Market in DOWNTREND, June 2

It only took the market one day to understand that the reason why they partied, possible extension of the Greek bailout, was indeed not a reason to party, but rather to mourn.

So, as I am sure that most of you have correctly anticipated, yesterday’s market action quickly ended the uptrend that was initiated by the positive signals from the previous days. Very frustrating, but this is how the stock market is sometimes. The markets yesterday saw their biggest declines for the year and not since August last year have the indexes fallen this much. All three indexes ducked under their 50-day moving averages again. Yesterday was another 90 percent panic selling down day, quite surprising after indicators signaled a new uptrend on Tuesday. So we are back in a DOWNTREND again after the shortest uptrend possible.

Research shows heavy selling days on the first or second day after a new uptrend signal will end it 95% of the time. This means that another uptrend is still a possibility in the coming days. But as I stated in the previous market update, sometimes 90 percent panic selling days come towards the end of declines: When that selling was what was needed to exhaust the bears.

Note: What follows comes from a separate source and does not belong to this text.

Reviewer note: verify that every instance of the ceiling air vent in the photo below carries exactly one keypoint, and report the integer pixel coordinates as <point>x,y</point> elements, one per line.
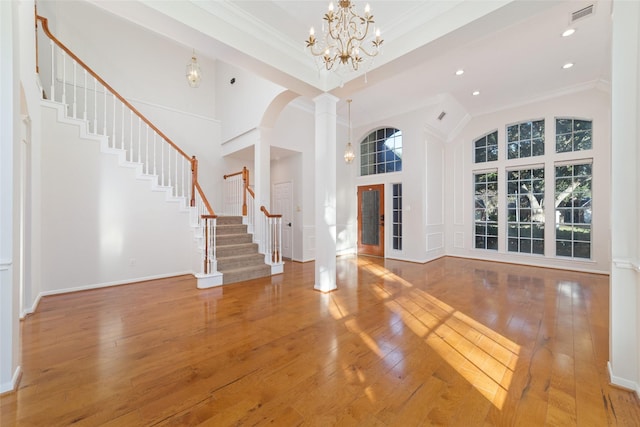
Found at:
<point>582,13</point>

Watch the trend-lines on a chart for help to see were the market is heading. A decisive break below that lower boundary trend-line would be bearish, and would raise the likelihood for a further fall. If bottom boundary holds, and prices rise decisively above the upper boundary of that declining trend-channel, it would suggest that we will likely take out the tops from April.

The market’s message for now is to be cautious as further downside becomes a higher probability.